GH-7686: [Parquet] Fix int96 min/max stats #7687

rahulketch · 2025-06-17T14:03:56Z

Which issue does this PR close?

Closes Parquet: Incorrect min/max stats for int96 columns #7686

Rationale for this change

int96 min/max statistics emitted by arrow-rs are incorrect.

What changes are included in this PR?

Fix the int96 stats
Add round-trip test to verify the behavior

Not included in this PR:

Read stats only from known good writers. This will be implemented after a new arrow-rs release.

Are there any user-facing changes?

The int96 min/max statistics will be different and correct.

…stats

alkis · 2025-06-17T14:29:59Z

parquet/src/data_type.rs

@@ -33,7 +33,7 @@ use crate::util::bit_util::FromBytes;

 /// Rust representation for logical type INT96, value is backed by an array of `u32`.
 /// The type only takes 12 bytes, without extra padding.
-#[derive(Clone, Copy, Debug, PartialOrd, Default, PartialEq, Eq)]
+#[derive(Clone, Copy, Debug, Default, PartialEq, Eq)]
 pub struct Int96 {
    value: [u32; 3],


If we store days i32 and nanos i64 here, I feel the rest of the code will be a lot simpler.

Doesn't this change the alignment of Int96 from 4 bytes to 8 bytes?
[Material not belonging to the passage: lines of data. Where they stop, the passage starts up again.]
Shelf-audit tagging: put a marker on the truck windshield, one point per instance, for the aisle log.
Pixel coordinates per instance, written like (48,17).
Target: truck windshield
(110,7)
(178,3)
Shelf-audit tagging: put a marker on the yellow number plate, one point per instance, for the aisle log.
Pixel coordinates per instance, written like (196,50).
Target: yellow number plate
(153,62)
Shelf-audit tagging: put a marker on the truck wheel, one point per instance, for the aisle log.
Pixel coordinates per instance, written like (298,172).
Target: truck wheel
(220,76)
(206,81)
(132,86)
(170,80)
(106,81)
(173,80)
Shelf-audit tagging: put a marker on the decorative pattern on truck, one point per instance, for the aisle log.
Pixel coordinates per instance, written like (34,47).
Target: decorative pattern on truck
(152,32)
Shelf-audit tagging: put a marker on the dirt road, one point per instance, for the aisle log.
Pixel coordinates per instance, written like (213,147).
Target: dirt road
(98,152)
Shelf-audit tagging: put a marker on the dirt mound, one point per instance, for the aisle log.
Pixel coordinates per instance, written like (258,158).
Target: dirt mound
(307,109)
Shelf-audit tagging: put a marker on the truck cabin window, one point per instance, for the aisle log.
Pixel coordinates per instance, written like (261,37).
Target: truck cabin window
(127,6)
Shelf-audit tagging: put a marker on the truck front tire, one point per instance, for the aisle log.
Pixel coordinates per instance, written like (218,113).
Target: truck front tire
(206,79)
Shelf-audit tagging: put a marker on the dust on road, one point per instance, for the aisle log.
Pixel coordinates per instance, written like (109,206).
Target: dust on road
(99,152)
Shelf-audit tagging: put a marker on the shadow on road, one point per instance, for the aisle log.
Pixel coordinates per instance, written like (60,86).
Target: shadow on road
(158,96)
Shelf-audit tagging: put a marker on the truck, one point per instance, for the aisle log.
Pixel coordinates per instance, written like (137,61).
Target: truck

What are the broader implications of that, particularly in an array/vector of Int96? Won't there be 4 bytes of padding?

I did make the change in this commit, but I am not sure if it's a good approach. @alkis : what do you think?
6036398

To preserve alignment to 4 byte boundary we can use #[repr(packed)] and let the compiler do the bit fiddling.

That will lead to misaligned i64 fields. From the ML it seems like this is a fix for legacy data while trying to convince the spark crowd to stop producing INT96 timestamps. As such, I'd opt for the minimum set of changes needed and leave value as it was.

etseidl · 2025-06-17T17:39:31Z

I tend to agree with @emkornfield (apache/parquet-java#3243 (comment)) that this is a bit of putting the cart before the horse. The sort order for INT96 is currently undefined so statistics should be ignored. I think we need changes to the Parquet spec before proceeding with this.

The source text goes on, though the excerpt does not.